Note: The package was tested under Linux and macOS (x64 and ARM) platform due to availability. The lists of OS we tested: CentOS > 7; Debian > 9; Ubuntu > 20.04; macOS > 11. We find the default R in CentOS7 didn't work good due to an issue in RcppEigen package (gcc 4.8). For users who don't have admin permission and had problem to install the package,  the R from [anaconda](https://www.anaconda.com/products/distribution#Downloads) works great in all available OS (conda install r-base, submit the jobs by full path of /YOUR\_CONDA\_LOCATION/Rscript by `which Rscript`)

## Resources
Download the resources and decompress by "unzip" (.zip) or "tar -xvf" (.tar.xz):

* [Baseline model 2.2](https://sbayes.pctgplots.cloud.edu.au/data/SBayesRC/resources/v2.0/Annotation/annot_baseline2.2.zip): functional annotation information for 8M SNPs from baseline model 2.2 (Reference: Márquez-Luna 2021, DOI: 10.1038/s41467-021-25171-9). 
* LD reference: We provide LD data calculated from different UKB ancestry (EUR, EAS and AFR) in imputed SNPs and HapMap3 SNPs. We suggest to download imputed LD same ancestry as the GWAS summary data. 
    * Imputed SNPs: [EUR](https://sbayes.pctgplots.cloud.edu.au/data/SBayesRC/resources/v2.0/LD/Imputed/ukbEUR_Imputed.zip), [EAS](https://sbayes.pctgplots.cloud.edu.au/data/SBayesRC/resources/v2.0/LD/Imputed/ukbEAS_Imputed.zip) and [AFR](https://sbayes.pctgplots.cloud.edu.au/data/SBayesRC/resources/v2.0/LD/Imputed/ukbAFR_Imputed.zip)
    * HapMap3 SNPs: [EUR](https://sbayes.pctgplots.cloud.edu.au/data/SBayesRC/resources/v2.0/LD/HapMap3/ukbEUR_HM3.zip), [EAS](https://sbayes.pctgplots.cloud.edu.au/data/SBayesRC/resources/v2.0/LD/HapMap3/ukbEAS_HM3.zip) and [AFR](https://sbayes.pctgplots.cloud.edu.au/data/SBayesRC/resources/v2.0/LD/HapMap3/ukbAFR_HM3.zip)
* Example: [A summary data](https://sbayes.pctgplots.cloud.edu.au/data/SBayesRC/resources/v2.0/example/example.tar.xz) as an example to try SBayesRC. You can fill the example code with a HapMap3 LD (ukbEUR\_HM3), Baseline 2.2 annotation, and this summary data. 

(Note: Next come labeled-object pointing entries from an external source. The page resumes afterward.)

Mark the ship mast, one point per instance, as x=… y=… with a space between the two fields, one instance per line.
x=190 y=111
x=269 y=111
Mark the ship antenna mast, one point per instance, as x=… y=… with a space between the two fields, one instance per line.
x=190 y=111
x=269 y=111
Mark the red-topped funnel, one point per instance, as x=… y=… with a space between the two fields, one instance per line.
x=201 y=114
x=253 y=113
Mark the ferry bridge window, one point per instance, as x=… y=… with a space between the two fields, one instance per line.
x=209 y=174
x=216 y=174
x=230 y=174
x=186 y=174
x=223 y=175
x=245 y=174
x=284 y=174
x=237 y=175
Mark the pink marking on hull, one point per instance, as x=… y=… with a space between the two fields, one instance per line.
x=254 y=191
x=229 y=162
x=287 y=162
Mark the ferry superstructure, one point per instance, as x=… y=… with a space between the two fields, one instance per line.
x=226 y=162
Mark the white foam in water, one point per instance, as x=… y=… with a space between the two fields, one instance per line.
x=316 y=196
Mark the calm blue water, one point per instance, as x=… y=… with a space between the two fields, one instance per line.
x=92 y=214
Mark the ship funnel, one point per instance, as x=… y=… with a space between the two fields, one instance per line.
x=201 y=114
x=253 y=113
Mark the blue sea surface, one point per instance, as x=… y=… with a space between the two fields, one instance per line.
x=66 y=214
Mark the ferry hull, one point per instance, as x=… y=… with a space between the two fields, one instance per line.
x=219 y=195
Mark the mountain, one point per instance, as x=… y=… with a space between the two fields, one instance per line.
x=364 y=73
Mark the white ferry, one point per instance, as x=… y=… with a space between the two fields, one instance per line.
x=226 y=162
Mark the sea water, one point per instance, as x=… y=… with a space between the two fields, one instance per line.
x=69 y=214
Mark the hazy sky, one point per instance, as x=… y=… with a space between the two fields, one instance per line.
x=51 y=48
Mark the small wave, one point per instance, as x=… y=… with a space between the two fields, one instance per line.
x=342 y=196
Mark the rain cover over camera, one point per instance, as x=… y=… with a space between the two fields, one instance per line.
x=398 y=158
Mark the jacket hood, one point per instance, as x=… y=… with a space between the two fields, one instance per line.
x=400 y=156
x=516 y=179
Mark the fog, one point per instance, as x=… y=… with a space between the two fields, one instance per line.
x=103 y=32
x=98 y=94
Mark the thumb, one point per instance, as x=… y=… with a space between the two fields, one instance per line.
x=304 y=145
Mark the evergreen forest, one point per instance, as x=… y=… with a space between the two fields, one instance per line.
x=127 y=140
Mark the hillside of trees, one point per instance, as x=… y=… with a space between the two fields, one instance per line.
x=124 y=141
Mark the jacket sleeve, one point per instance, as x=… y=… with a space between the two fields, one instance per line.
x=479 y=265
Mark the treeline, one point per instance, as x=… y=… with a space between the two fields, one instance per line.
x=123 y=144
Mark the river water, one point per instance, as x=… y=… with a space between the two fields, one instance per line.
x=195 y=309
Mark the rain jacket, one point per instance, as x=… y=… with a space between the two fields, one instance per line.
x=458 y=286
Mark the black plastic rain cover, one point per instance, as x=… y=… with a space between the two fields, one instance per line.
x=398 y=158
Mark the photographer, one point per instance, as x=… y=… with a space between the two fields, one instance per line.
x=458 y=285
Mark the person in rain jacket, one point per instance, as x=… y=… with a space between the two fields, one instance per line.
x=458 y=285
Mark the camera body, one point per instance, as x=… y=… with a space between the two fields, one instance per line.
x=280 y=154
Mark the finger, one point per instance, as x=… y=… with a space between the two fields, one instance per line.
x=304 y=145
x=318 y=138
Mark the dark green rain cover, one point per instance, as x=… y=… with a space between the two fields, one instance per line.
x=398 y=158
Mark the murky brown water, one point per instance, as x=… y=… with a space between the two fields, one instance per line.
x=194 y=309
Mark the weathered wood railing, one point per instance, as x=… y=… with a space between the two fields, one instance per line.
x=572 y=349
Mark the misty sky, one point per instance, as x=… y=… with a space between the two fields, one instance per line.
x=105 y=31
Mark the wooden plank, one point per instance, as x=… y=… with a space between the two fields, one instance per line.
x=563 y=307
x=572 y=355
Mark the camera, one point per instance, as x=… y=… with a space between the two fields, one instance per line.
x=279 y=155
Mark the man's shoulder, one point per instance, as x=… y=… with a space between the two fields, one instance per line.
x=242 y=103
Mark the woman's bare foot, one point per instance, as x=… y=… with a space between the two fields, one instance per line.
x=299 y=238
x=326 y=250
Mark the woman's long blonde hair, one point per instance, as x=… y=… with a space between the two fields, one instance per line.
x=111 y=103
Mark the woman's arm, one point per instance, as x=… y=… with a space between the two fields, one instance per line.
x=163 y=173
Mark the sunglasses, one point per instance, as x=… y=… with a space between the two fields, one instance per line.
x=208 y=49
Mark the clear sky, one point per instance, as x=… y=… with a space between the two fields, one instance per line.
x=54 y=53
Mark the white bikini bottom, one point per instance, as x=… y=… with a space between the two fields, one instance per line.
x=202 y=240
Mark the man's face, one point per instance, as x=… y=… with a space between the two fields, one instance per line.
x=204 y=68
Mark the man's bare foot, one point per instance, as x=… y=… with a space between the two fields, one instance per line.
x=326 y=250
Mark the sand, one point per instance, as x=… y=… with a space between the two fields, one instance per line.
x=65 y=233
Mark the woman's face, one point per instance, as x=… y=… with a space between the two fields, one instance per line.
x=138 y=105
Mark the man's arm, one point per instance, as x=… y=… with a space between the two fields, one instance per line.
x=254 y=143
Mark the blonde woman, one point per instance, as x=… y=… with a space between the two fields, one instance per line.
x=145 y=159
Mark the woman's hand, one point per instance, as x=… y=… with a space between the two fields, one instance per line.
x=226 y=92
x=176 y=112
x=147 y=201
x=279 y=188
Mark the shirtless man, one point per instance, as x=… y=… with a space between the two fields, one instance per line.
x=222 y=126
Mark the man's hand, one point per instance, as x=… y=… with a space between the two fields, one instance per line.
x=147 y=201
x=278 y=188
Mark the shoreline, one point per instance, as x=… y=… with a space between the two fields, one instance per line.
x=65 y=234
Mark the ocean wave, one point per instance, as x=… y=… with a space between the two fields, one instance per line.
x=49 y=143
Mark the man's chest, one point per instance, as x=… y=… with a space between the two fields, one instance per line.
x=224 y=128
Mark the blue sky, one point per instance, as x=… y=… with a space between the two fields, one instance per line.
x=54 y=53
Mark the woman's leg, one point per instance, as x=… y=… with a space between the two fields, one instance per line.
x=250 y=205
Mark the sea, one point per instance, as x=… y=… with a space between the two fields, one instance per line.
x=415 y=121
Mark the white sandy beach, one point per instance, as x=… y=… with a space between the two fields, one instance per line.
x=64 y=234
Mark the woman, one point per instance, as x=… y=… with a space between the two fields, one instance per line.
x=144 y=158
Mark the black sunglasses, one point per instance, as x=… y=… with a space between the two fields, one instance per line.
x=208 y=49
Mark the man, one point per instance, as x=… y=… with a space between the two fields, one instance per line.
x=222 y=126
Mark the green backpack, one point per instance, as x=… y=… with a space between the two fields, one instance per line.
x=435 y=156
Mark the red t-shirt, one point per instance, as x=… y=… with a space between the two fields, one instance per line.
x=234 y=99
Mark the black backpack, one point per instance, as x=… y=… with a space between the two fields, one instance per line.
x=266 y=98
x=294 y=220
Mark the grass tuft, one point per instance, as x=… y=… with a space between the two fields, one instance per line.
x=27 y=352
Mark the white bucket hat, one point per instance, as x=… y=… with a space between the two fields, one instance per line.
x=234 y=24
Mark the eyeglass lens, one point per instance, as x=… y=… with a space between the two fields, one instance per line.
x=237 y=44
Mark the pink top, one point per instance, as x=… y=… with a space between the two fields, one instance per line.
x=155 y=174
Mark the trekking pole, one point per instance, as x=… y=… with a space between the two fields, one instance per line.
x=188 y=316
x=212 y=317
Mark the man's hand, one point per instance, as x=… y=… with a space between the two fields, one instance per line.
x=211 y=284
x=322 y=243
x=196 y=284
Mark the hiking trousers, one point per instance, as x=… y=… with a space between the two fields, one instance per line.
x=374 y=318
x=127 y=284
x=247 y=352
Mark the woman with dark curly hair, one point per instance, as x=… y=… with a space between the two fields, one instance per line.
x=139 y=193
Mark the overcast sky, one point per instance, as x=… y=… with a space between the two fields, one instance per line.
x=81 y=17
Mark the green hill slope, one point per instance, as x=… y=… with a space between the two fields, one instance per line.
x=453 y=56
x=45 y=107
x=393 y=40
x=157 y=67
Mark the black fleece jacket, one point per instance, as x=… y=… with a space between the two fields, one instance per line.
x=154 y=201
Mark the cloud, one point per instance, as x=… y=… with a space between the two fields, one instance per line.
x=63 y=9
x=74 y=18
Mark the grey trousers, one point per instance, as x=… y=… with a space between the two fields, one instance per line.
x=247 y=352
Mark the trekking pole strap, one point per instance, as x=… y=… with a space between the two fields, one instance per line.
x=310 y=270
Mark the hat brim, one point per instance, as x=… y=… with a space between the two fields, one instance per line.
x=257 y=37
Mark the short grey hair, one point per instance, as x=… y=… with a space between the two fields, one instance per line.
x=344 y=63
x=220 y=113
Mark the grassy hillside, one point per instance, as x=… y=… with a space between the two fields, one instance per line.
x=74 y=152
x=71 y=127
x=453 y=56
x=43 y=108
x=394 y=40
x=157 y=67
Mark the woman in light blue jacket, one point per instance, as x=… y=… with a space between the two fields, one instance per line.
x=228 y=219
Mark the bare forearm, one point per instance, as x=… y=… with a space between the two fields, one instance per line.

If you have downloaded our resources in previous version, don't need to download it again (althrough the format changed). If the links above don't work, a backup here: [Google Drive link](https://drive.google.com/drive/folders/1uxnxDjRJPzo0dTpFnERS5N2NGZX5S-sU?usp=drive_link)

### Summary data and PGS weights
The summary data for the 28 approximately independent UKB traits analysed in the paper can be downloaded here: [summary data](https://sbayes.pctgplots.cloud.edu.au/data/SBayesRC/share/v1.0/summary/), and the corresponding PGS weights can be found here: [PGS weights](https://sbayes.pctgplots.cloud.edu.au/data/SBayesRC/share/v1.0/PGS/). The PGS weights are joint effect estimates derived from ~7 million genome-wide SNPs, therefore it’s important to have matched SNP set between training and validation datasets. This is because if some important SNPs present in the training are missing in the validation, the genetic effects captured by these SNPs will be lost. To maximise the utility of the joint SNP weights, we recommend considering genotype imputation or rerunning SBayesRC with the matched set of SNPs. In addition, note that the PGS weights were estimated using samples of the European ancestry, so they will perform best when applying to individuals of the European ancestry.

## Generate LD
Always try the LD from "Resources" section first. Generate LD If more than 30% SNPs are missing in "tidy" step, or from different SNP panel, different ancestry.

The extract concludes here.